Question

You have $7000 with which to build a rectangular enclosure with fencing. The fencing material costs $30 per meter. You also want to have two partitions across the width of the enclosure, so that there will be three separated spaces in the enclosure.

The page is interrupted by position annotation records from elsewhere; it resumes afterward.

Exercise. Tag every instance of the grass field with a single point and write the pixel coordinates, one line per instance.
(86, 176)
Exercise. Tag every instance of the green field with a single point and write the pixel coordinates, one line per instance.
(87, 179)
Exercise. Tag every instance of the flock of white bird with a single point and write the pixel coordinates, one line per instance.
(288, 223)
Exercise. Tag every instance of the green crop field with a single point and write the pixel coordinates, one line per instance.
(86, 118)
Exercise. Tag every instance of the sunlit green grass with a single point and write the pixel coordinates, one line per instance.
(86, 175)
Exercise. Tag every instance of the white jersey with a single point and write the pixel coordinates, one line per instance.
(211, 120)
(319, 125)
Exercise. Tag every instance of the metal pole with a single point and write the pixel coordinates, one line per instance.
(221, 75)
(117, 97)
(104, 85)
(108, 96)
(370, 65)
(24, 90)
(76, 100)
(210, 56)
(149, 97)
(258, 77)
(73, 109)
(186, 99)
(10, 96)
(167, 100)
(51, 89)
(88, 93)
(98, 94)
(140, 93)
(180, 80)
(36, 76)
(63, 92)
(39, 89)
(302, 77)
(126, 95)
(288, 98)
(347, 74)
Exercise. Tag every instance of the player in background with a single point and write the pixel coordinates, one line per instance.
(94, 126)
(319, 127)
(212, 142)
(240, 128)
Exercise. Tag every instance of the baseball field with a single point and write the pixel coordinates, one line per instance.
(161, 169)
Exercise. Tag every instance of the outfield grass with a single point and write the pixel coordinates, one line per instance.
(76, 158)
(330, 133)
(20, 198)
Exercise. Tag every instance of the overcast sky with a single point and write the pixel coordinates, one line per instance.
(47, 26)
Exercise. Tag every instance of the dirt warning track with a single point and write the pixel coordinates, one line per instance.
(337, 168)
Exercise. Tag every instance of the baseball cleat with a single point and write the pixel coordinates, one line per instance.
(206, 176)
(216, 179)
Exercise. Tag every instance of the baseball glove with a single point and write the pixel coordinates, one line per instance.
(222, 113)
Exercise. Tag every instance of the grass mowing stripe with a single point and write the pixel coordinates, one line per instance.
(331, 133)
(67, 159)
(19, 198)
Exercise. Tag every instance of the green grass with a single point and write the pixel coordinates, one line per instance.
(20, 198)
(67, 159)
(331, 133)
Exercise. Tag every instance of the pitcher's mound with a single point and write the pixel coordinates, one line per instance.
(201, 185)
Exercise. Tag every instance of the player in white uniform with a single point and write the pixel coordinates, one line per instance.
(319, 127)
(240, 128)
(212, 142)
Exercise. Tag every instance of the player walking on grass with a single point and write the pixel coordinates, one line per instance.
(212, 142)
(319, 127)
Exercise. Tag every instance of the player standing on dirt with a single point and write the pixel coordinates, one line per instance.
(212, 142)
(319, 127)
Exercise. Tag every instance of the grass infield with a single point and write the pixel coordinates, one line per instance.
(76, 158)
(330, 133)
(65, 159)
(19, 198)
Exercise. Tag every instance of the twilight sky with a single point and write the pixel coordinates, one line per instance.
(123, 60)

The material for the partitions costs $25 per meter. What is the maximum area you can achieve for the enclosure

Answer 1

Answer:

1857.12 square meters

Step-by-step explanation:

Let L be the length of the rectangle and 'W' be the width

Perimeter = $2L + 2W + 2W$

The fencing material costs $30 per meter.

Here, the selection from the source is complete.